Saturday, August 16, 2008

On a Roll


So far, today has been delicious. I got my kayak out for the first time in almost a year. I injured a shoulder in February, and it has continued to be painful ever since. Despite that, I hauled my boat on and off the van and into the water with minimal help, and felt fine paddling. It was perfect paddling conditions in the bay...warm and smooth and still. I put in at Marine Park and paddled south past herons and eagles and the occasional school of fish to Teddy Bear Cove. I was hoping to see a hooded nudibranch in the eelgrass. I'm sure they were there, but I didn't see any. I love being on the water. It is such a strange thing to ride on the sloping shoulders of a heaving, teeming, thoroughly inhuman world. Sometimes the surface deflects my curious gaze like a mirror, then a swell rises in front of me and as it slopes upward I can see right through, as if there were no barrier at all. It is hypnotic and rhythmic and seductive. I'm scared to death of it sometimes. An acquaintance died in that water this year, on a sunny day, paddling with a friend.

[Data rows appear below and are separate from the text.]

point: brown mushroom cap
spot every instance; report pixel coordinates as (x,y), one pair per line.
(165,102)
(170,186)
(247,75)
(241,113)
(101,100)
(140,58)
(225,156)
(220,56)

Now I am alone, a very rare treat. My husband and kids are all at the theater. I could listen to loud music and dance...I could veg in front of something really worthless on the tube (I never do that, but I miss it occasionally)...I could bake something celebratory for my two little actors who are performing at said theater...I could sleep...I could draw or paint.... Whatever I'm going to do, I'm not telling you!